The damage control measure may provide some relief to cash-starved mills to clear dues to farmers at the earliest. A decision in this regard is expected to be taken at a meeting of the Cabinet Committee on Economic Affairs (CCEA) scheduled on Tuesday.
Last month, the government had announced a Rs 1,500 crore production-linked subsidy for sugarcane farmers to help millers pay cane payments.Sugar mills are unable to make payments to cane growers as their financial health has worsened due to a sharp fall in sugar prices after a record production of 31.6 million tonne (MT) so far in the 2017-18 season (October-September).
Maximum cane dues of more than Rs 12,000 crore are in Uttar Pradesh alone, the country's biggest sugarcane producing state.
Cane arrears was seen as a major issue that led to the BJP's loss in the recently held bypolls in Kairana, Uttar Pradesh.
The party, which held the Lok Sabha seat, lost it to Ajit Singh's Rashtriya Lok Dal, which was backed by the Congress, Samajwadi Party and Dalit powerhouse Mayawati.
According to sources, the government has worked out a slew of measures to ensure farmers' dues are cleared by mills. "A bailout package of Rs 7,000 crore has been proposed," they added.
The Food Ministry has proposed creation of a buffer stock of 3 million tonnes of sugar. The carrying cost of the sweetener would be borne by the government which is estimated to cost the exchequer around Rs 1,300 crore, they said.
Besides setting up of the buffer stock, the food ministry has proposed fixing minimum ex-mill sale price at around Rs 30 per kg, reintroducing the monthly release mechanism and imposing stock limits on mills by fixing quota for each mill.
To help beleaguered sugar industry, the petroleum ministry has proposed interest subsidy of 6 per cent on Rs 4,500 crore to sugar mills for expansion and creation of new capacity of ethanol.
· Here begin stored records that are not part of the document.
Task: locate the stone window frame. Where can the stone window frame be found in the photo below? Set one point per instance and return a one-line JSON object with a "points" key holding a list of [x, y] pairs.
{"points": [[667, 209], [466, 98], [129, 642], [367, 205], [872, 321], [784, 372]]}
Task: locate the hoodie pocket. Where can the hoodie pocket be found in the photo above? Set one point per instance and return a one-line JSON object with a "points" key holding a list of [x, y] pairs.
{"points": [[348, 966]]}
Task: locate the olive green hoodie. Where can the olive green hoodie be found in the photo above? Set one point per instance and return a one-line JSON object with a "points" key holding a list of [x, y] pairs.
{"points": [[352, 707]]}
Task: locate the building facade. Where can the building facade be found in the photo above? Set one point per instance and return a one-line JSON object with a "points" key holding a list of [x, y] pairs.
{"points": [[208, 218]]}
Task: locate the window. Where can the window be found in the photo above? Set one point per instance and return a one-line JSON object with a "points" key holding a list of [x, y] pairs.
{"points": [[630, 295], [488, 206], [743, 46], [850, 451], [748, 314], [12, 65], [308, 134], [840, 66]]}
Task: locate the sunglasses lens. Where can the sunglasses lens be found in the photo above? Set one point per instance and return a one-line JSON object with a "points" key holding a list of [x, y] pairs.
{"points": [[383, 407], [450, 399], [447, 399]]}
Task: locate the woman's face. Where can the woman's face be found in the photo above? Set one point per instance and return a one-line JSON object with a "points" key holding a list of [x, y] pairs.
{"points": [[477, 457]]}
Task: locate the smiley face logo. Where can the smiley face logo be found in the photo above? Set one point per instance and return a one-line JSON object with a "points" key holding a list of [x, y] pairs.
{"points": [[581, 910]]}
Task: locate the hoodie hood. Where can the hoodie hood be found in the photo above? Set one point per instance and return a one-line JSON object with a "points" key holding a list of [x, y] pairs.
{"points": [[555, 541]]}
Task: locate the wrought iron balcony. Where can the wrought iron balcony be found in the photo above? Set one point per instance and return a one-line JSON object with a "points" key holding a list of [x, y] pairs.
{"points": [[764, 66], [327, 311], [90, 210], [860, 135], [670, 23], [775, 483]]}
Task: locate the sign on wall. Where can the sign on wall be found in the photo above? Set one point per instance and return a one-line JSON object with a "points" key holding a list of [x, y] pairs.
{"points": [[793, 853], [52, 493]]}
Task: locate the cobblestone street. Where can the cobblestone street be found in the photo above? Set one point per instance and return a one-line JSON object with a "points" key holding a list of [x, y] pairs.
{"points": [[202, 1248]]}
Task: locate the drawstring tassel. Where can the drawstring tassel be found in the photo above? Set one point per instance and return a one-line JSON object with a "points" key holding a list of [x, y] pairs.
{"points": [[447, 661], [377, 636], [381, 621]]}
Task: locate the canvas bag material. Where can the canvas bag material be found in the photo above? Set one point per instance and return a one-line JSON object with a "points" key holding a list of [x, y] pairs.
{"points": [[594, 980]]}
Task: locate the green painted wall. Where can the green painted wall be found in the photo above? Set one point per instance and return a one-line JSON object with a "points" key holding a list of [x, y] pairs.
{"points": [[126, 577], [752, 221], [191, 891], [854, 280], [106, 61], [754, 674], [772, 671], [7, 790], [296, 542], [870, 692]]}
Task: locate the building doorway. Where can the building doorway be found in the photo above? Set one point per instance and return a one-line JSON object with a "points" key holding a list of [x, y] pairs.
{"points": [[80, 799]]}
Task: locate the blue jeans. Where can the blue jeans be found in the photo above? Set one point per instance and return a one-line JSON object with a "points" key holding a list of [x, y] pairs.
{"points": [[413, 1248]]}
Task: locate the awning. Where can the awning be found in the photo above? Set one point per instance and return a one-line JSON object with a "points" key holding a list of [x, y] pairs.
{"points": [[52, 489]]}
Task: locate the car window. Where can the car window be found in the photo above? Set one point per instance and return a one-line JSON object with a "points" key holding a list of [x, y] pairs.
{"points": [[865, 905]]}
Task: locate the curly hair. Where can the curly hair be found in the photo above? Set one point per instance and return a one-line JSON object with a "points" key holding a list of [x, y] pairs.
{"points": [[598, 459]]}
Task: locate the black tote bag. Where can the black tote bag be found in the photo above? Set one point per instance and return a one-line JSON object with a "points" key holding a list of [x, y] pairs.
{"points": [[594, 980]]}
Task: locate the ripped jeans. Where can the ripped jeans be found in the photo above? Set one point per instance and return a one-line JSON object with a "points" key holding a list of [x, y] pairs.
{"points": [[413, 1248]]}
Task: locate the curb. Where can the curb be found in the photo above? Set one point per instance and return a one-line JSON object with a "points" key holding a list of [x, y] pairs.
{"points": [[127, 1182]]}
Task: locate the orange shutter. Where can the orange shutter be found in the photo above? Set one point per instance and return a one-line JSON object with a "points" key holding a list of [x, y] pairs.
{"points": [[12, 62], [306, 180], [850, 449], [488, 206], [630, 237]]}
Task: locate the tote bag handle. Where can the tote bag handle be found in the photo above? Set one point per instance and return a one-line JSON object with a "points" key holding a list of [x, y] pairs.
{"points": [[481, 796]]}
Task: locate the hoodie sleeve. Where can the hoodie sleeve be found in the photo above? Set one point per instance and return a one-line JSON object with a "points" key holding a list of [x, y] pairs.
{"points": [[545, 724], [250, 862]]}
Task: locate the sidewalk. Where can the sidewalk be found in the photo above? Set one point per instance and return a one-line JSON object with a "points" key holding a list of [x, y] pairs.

The scheme provides five years’ time to mills for repayment of loans and a moratorium on repayment in the first year.
The interest subsidy itself would cost Rs 1,200 crore to the government, the source added.
The petroleum ministry is also looking at raising ethanol price so that mills make payment to farmers at the earliest.
Presently, the average ex-mill price of sugar is in the range of Rs 25.60-26.22 per kg, which is below the cost of production.
The Centre has already doubled sugar import duty to 100 per cent and scrapped export duty to check sliding domestic prices. It has also asked mills to export 2 million tonnes of sugar.